A vote in favor of independence would end a 307-year union with England and have far reaching consequences for the economy, currency, banks and industry. There could also be knock-on effects across Europe.
Here are five things you need to know:
1. Currency mess: The pound hit a 10-month low against the dollar this week as opinion polls swung in favor of voters who want to break away from the U.K.
Uncertainty over which currency an independent Scotland will use, and the impact of a messy divorce on the U.K. economy, is largely to blame.
Independence campaigners want to continue to use the pound in a currency union with England, but U.K. lawmakers say they’re not ready to share. And even if they were, the Bank of England would likely insist on tough budget rules that could mean painful austerity for Scotland.

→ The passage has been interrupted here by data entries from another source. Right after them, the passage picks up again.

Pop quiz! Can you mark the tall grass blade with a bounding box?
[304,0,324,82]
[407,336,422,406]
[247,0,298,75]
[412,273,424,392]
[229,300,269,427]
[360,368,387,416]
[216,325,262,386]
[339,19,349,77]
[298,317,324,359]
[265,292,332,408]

Scottish nationalist leader Alex Salmond has refused to outline a ‘Plan B’, though he’s hinted that Scotland may continue to use the pound without U.K. permission. Another option would be to create a new, untested currency.
The euro, if an option at all, would be years away. (See “EU: In or out?” below.)
2. The debt debate: In an early move to reassure markets, the U.K. government said it would honor all its debts — including Scotland’s share — if there is a split.
However, under this scenario, an independent Scotland would owe Britain as much as £130 billion — or roughly 10% of total U.K. public debt.
Supporters of independence say they’re ready to pay, and are confident Scotland could manage its debts with greater ease once independence is established.
However, credit ratings agency Standard & Poor’s cautions that Scotland’s economy — which would be similar in size to Portugal — would be less resilient to shocks because of its greater dependence on volatile earnings from the oil and gas industry.
3. All about oil: The U.K. is the largest oil producer in the EU, and about 90% comes from areas that are likely to be claimed by an independent Scotland.
The U.K. is also likely to want a share of current production and reserves, but most analysts expect an agreement could be reached on divvying up the assets.
There are deeper divisions, however, over how much the remaining oil is worth — a calculation of much greater significance to the future of the Scottish economy.
Independence campaigners estimate Scotland’s remaining oil is worth about £1.5 trillion. The U.K. government says it’s less than one-tenth of that figure.
4. A financial giant: Shares in British financial institutions based in Scotland, such asRoyal Bank of Scotland () and Lloyds ( ), have been battered by concerns that a vote in favor of independence could damage their business. RBS has said it could hurt its credit rating and raise costs.
Scotland’s outsized banking sector would be 12 times the size of its economy, raising concerns about the country’s ability to deal with a future financial crisis.
Large banks and insurers may even be forced to move their headquarters out of Scotland and into London.
Leading this potential migration could be investment firm Standard Life (), which has been based in Scotland for roughly 190 years.
“If anything were to threaten [our business] we will take whatever action we consider necessary — including transferring parts of our operations from Scotland,” said Standard Life chairman, Gerry Grimstone.
5. EU: In or out? Independence campaigners want Scotland to remain in the EU.
But an independent Scotland would most likely be treated as a new state, and therefore have to apply for membership. That process can take years and all 28 members would have to approve the application — something some may be reluctant to do for fear of encouraging their own separatist movements.
And there’s another potential sting in the tail that could be far more damaging for the U.K.
Prime Minister David Cameron has promised a vote on Britain’s membership of the EU by the end of 2017, assuming he wins next year’s election.
“For the rest of the U.K., losing relatively pro-EU Scotland would raise the risk of a Brexit from the EU,” warned Robert Wood, chief UK economist at Berenberg bank.